The BDC's own Cassandra Knoppel will talk about new archival collections and the eerier side of archival and library preservation and processing on Wednesday October 8 at 5:30 PM. From arsenic to red rot and everything in between, learn more about the fascinating backstories of our newest collections. She's even come up with a mocktail to share in honor of one of the challenges she faces every day at work as the Library Specialist for archives here in the BDC. "Happy Hour" at a Library program: how cool is that? And I'd bet that you thought librarians and archivists were boring folks who only read all day.
I'm doing a session of "Tales from the Crypt" at the request of Beaufort Branch on October 29. The content will cover some of the Research Room materials about how humans mark the universality and inevitability of death, i.e. obituary files; cemetery records; murder vertical files, etc.
Margaret Pickett, or Peggy as she prefers to be called, is a graduate of the University of Maryland and a former teacher who spent 20 years working in museum education in Virginia's historic triangle-Jamestown, Williamsburg and Yorktown. In 1999 she became an independent Living History Interpreter researching and developing documented programs based on the lives of prominent 17th and 18th century Virginia women. She has presented programs attired in historical clothing reproductions and in modern clothing for the National Park Service, at colleges and historical organizations in both Virginia and South Carolina.
After moving to Bluffton in 2010 she has added three 18th century South Carolina women - Eliza Lucas Pinckney, Dorothy Sinkler Richardson, and Rebecca Motte - to her repertoire. Her published works include The European Struggle to Settle North America (2011) co-authored with her son, Dwayne, and a biography of Rebecca Brewton Motte: American Patriot and Successful Rice Planter, 1737-1815 (2022). She authored the first major biography of Eliza Lucas Pinckney since 1896, Eliza Lucas Pinckney: Colonial Plantation Manager and Mother of American Patriots, 1722-1793 (2016).
We end the month by focusing on the Civil War history of Beaufort District. The Beaufort History Museum is hosting a Civil War re-enactment on Saturday, November 1, 2025. The afternoon before the re-enactment at the Arsenal (that is, on Halloween, October 31) the BDC and the BHM are hosting re-enactor Tom Vaselopulos who will speak about the life and military career of the 79th New York's commander, Gen. Isaac I. Stevens.
Tom Vaselopulos is the only native New Yorker in a New York reenacting unit and has been reenacting for over 15 years as part of H Company, 79th NY Volunteer Infantry.

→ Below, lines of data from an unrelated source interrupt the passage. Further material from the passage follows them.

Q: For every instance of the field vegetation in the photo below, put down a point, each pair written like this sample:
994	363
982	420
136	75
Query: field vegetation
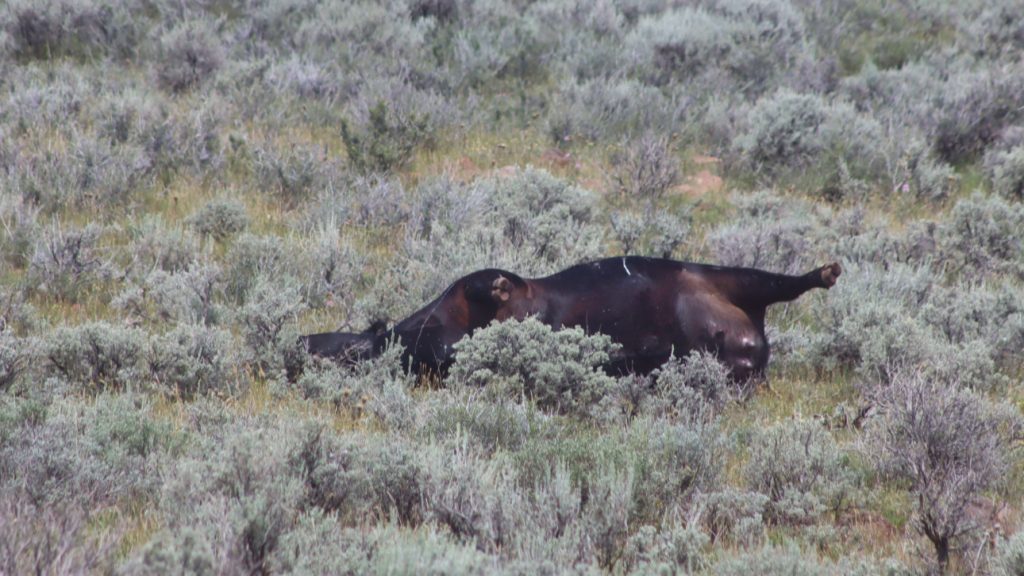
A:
187	186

Currently serving as a Captain, he is the Aide-de-Camp to the commander, and is also the recruiting officer and the Provost Marshal for the unit. Retired from a 20-year career as a US Air Force / Air National Guard Security Police Supervisor and served in the First Gulf War. He also worked as a security contractor to the US Dept. of Energy for Safeguards, Security and Emergency Services issues, working at several national security sites before retiring at the Y-12 National Security Complex in Oak Ridge, TN. The highlight of his career was teaching a security course for his Russian counterparts at the Karchatov Institute in Moscow.Cassandra, Sydney and I hope to see you at at least one of these October local history programs.